Disparities in regional access to healthcare
For the second study, a non–peer-reviewed paper published last week on the preprint server medRxiv, researchers from Africa performed a systematic review and meta-analysis of 22 studies on mpox severity and death rates in the DRC from 1970 to 2024 by country region and healthcare setting.
Targeted interventions, including vaccination in high-risk areas, community education, and mobile health units, are urgently needed.
Among 3,282 mpox patients, the pooled rate of severe cases was 42.8%, falling from 68.6% before 1980 to 27.6% in 2022 to 2024. Western and central DRC reported greater severity (46.8%) than eastern regions (42.7%). Case-fatality rates (CFRs) were 1.9% among patients with suspected mpox and 4.2% among those with confirmed cases. Western and central DRC had the highest CFR, at 11.4%.
CFRs were higher in community settings (6.7%) than in hospitals (0.6%), highlighting disparities in access to healthcare, the researchers said. Study year and region were significant predictors of outcomes heterogeneity, with the death rate falling over time but staying elevated in resource-limited areas.

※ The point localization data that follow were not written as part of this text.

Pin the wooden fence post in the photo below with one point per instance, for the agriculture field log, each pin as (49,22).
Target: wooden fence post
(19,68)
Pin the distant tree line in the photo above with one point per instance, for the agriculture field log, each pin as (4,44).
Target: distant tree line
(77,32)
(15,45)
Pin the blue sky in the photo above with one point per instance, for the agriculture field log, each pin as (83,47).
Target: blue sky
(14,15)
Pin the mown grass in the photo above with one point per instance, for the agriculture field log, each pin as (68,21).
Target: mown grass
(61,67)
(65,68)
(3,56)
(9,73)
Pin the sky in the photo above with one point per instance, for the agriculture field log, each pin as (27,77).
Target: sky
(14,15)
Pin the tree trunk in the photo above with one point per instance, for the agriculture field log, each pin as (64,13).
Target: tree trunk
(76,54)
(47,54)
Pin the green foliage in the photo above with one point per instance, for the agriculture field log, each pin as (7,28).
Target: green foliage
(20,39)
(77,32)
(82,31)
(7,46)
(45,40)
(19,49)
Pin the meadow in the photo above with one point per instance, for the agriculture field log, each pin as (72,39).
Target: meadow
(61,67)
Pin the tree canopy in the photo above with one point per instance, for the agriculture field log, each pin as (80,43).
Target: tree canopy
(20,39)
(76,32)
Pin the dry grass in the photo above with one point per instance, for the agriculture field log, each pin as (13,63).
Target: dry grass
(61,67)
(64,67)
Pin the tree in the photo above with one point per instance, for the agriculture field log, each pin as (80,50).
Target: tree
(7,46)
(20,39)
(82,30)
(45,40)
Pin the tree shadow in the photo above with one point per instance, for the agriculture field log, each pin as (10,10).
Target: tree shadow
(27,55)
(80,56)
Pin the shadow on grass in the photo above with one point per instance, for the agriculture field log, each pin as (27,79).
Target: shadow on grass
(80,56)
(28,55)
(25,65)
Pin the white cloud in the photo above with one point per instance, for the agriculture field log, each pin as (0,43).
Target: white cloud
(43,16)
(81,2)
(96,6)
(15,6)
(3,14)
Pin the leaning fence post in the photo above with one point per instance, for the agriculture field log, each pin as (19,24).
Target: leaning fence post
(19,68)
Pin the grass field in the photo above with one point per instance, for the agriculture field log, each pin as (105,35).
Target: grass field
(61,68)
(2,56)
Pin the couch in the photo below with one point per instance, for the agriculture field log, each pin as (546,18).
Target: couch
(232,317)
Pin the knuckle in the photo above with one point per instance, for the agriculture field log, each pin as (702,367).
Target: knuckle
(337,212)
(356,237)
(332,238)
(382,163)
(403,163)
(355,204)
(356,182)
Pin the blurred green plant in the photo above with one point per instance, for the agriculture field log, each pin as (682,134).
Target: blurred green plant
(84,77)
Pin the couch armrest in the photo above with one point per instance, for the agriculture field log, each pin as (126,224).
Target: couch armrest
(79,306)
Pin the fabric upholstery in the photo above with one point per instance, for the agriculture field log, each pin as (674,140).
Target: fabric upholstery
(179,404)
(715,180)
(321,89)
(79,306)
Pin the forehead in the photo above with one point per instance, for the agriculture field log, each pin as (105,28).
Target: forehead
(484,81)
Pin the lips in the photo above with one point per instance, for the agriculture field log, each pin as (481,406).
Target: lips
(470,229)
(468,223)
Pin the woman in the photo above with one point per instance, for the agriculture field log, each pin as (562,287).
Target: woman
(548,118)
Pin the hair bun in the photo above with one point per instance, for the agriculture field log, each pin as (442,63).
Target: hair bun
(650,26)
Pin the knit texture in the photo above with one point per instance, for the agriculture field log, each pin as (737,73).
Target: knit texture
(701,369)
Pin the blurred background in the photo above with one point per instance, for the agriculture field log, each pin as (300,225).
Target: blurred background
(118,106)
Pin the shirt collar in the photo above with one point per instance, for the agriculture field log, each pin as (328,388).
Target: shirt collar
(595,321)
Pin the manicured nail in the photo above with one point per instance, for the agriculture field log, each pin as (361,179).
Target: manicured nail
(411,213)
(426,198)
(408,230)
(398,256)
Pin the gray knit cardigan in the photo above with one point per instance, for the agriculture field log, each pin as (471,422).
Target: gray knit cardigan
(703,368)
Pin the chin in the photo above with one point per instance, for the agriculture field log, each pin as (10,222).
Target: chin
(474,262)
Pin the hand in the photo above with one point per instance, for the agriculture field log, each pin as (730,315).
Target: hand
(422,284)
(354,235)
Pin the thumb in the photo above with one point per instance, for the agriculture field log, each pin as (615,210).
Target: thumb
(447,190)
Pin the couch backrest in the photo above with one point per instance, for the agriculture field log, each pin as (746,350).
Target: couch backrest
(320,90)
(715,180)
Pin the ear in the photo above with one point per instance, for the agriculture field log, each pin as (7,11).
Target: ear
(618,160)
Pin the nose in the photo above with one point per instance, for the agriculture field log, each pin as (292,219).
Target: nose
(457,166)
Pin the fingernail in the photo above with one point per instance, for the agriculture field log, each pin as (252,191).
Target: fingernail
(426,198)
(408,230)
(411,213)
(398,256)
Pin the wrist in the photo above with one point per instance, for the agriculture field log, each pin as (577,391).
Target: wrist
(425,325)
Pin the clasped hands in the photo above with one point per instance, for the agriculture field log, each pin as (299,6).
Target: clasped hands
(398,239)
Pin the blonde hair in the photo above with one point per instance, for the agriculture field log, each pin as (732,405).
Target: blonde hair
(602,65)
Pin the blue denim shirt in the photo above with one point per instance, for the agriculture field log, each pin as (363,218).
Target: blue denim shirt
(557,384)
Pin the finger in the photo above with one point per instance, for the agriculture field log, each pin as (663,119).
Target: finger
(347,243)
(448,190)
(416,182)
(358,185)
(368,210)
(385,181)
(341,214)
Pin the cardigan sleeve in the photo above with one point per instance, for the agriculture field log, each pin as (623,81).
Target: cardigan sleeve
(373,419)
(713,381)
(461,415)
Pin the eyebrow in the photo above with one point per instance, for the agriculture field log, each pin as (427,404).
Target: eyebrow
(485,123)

"The observed temporal decline in severity and CFRs suggests the impact of strengthened surveillance and healthcare capacity," the authors concluded. "Targeted interventions, including vaccination in high-risk areas, community education, and mobile health units, are urgently needed. Global collaboration must address diagnostic and treatment gaps in endemic countries to prevent cross-border outbreaks."